Lupenreiner Freistil

Bo, Bernd, Bleibeil: Ostavantgarde, neu aufgelegt und immer noch unsinkbar  ■ Von Anke Westphal

Es ist ja hin und wieder von Vorteil, nie zu irgendeiner Szene gehört zu haben. Ich zum Beispiel durfte mich, unbekümmert um die ewig gleichen alten Stories über die Ostberliner Avantgarde, einfach mal auf dem Sofa zurücklehnen und die Bleibeil-Songs auf „Rauhensee“ sagenhaft schön finden, als mir Emilio Winschetti von Hidden Records im Dezember 1992 eines der seltenen Vinyl- Exemplare lieh.
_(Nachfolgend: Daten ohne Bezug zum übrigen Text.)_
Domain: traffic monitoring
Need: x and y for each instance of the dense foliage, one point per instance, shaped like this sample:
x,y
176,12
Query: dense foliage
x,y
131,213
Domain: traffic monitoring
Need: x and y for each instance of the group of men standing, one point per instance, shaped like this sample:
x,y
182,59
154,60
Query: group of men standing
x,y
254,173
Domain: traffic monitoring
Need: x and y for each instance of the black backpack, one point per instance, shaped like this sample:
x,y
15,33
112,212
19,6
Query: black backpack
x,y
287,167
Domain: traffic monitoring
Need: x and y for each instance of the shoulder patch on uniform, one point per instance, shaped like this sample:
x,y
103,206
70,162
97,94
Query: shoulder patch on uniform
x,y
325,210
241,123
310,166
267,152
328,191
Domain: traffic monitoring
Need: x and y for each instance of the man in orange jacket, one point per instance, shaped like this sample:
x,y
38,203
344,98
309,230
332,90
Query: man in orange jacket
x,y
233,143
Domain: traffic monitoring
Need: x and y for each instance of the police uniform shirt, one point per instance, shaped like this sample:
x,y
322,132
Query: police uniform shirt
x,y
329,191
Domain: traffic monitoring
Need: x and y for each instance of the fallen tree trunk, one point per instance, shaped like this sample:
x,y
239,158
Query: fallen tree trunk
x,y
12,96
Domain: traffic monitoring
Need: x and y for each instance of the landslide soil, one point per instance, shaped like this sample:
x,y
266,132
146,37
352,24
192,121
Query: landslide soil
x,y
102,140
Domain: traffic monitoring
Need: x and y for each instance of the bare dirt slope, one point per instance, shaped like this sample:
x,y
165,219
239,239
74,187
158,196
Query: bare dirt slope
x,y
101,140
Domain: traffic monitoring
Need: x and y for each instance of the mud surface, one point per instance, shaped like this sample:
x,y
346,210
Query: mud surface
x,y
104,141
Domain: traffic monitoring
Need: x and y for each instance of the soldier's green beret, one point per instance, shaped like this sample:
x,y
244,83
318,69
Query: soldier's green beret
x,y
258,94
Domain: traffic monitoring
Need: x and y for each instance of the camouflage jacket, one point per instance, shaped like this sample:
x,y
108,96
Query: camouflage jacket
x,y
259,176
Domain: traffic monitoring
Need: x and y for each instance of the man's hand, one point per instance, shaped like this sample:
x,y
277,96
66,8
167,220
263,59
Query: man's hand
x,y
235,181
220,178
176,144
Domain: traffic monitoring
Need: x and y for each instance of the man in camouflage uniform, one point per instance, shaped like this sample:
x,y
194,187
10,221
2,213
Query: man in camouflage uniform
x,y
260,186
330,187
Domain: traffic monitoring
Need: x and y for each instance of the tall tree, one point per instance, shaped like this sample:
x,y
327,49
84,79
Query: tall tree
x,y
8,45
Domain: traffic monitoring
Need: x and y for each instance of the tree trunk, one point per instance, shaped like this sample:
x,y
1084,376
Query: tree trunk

Alles andere war unbekannte Vergangenheit, Lichtjahre weg. Jetzt taucht „Rauhensee“ plötzlich doppelt aus alten Zeiten auf.

Im Herbst 1990 ereignete sich im Ostberliner Stadtbad Oderberger Straße jene legendenumwobene Fashion-Performance der Gruppe Allerleirauh, die Bo Golin (Kondren) und Bernd Jestram (sprich: Bleibeil) immer noch wie ein Klotz am Bein hängt. Die ganze Angelegenheit war schlagartig der Medien liebstes Kind, geisterte durch „Aspekte“ und ähnlich Arriviertes, denn der Mythos vom Prenzlauer Berg war noch intakt – immer wieder gut für eine Safari in den schrägen Osten. Bleibeil hatte mit „Rauhensee“ Musik entworfen – muß ich hier sagen –, und zwar nicht speziell für die Show. Schunkelnde, manchmal haarscharf aufgedrehte Stücke über Wasser und Schiffe, wofür Bernd Jestram wohl ewig ein Faible hat. Psychedelisches Waving im Minimalstil, hier und da ein bißchen fernöstlich eingelegt, Songs mit Kinderlied-Pathos oder cooles Seventies Revival, herrlich pompöse Sehnsucht – die (ost?)deutsche Antwort auf David Bowie, Gott allgemein und Haight Ashbury zugleich.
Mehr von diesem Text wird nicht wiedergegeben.